Without a binary system of gender, we could experience neither sexism (how could we know what a woman is?) nor homophobia (how could we imagine partners of the “same sex” if there were an unlimited number of options?).

Imagine there’s no gender, it’s easy if you try, ooh ooh oohoohooh…

Moreover, this conversation about multiple and fragmented identities helped to further clarify dissatisfactions with the ideology of the radical feminist community. For me, it wasn’t only the fact that our politics were based solely on essentialized womanhood that was troubling. It was also the related fact that by the mid-1980s my community had become dangerous in its narrowness and policing. The role of a radical feminist was scripted in such a way that many of my own pleasures were denied. Watching detective shows on TV, going to church, eating meat, wearing polyester or high heels, shopping, feeling feminine-these and many other activities had to be hidden from the larger group in order to maintain membership in good standing in the lesbian community.
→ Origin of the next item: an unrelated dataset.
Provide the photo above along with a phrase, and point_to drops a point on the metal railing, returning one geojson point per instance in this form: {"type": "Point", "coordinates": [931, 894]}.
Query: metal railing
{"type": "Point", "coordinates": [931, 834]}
In all seriousness for once, find better friends.

Thus, rather than the closed, policed lesbian communities many of us created in the early 1980s, Probyn would have us open these worlds, widening ourselves to include anyone who experiences-even temporarily or only imaginatively-lesbian desire.

Ah, so here’s the kicker.  Again, one of the possible definitions (and basically the dictionary definition) of lesbian is a woman who bangs women.  I must say, I love women, and I love making sweet love with them.  Since I’m a woman – or might be, or kinda sorta, or who can tell these days – this is what makes me a lesbian, QED.